La chica del público tocó la planta de su pie.  Sintió la piel dura, áspera, caliente.  Sólo los arcos conservaban la suavidad y tersura.  El polvo había ennegrecido la planta, realzando su silueta, sus curvas.  Era hermosa realmente.  Esos pies delgados, esbeltos, de arcos pronunciados y plantas curtidas, pies de bailarina, tenían una belleza especial.

-Ojalá algún día pueda bailar como tú.

-Si lo deseas, lo harás, y aún mejor.

La chica sonrió y ambas muchachas se despidieron.  Se retiró al camerino en donde se quitó el vestido de marinera y lo guardó con cuidado en su maletín deportivo.  Se puso el short de jean y un polo blanco.  Se despidió de su pareja y se fue caminando hacia el paradero para volver a su casa, descalza, como siempre...

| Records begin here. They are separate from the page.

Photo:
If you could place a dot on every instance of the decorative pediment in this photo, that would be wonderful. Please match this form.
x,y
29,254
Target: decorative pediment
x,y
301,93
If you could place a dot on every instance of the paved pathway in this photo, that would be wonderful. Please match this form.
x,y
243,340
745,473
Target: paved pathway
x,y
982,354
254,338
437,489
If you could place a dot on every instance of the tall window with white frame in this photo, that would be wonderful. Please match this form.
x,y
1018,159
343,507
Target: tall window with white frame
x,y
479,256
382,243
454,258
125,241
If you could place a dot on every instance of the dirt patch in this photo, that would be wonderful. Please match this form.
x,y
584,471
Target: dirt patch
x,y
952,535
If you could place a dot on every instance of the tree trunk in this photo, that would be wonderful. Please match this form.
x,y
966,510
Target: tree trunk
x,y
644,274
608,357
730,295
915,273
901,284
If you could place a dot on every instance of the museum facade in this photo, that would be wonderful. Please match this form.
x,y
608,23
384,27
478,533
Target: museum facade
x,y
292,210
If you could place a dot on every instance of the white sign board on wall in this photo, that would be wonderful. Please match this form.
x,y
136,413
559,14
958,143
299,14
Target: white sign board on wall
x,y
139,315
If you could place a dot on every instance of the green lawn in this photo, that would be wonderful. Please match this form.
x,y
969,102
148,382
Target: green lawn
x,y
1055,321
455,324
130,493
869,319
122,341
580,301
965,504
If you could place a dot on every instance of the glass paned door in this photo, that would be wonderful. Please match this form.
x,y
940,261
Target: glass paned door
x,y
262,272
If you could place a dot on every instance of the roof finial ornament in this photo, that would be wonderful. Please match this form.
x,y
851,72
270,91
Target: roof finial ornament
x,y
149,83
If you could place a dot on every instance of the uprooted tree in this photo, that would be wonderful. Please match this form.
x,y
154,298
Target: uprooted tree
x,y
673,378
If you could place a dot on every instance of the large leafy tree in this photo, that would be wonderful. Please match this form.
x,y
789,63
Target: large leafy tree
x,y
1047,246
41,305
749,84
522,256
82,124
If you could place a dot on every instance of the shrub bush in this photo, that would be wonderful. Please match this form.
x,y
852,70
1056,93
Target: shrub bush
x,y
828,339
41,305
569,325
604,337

Hacía ya dos años que había dejado de usar zapatos.  No los necesitaba ni los quería.  Su vida era la marinera: enseñar en su academia particular, las presentaciones y los concursos le daban más que suficiente para vivir, haciendo lo que disfrutaba, y le permitían vivir descalza, como a ella le gustaba.  Su familia, aunque a regañadientes, lo había aceptado.  A sus amigos les había causado gracia, una vez pasada la sorpresa inicial.  Hasta le decían, medio en broma y medio en serio, que era masoquista, que disfrutaba del dolor y de castigarse los pies.  No entendían lo que era la marinera, no eran capaces de comprender que el sufrimiento de las plantas de sus pies era necesario y deseable para poder bailar y expresar su pasión. La gente en la calle la miraba, observando atenta sus pies desnudos, a veces incluso con una mirada de desaprobación.  Pero a ella no le interesaba.  Era una barefooter, una de las pocas chicas en el Perú que, voluntariamente, habían decidido prescindir del calzado para vivir libres y felices con los pies descalzos.

Llegó a su casa, revisó sus mensajes en el Facebook y en su correo electrónico, tomó una ducha, se puso el pijama y se tendió en la cama, revisó las plantas de sus pies, y luego se quedó dormida viendo la televisión.  Mañana sería otro día, un día más de marinera, picante como el cebiche.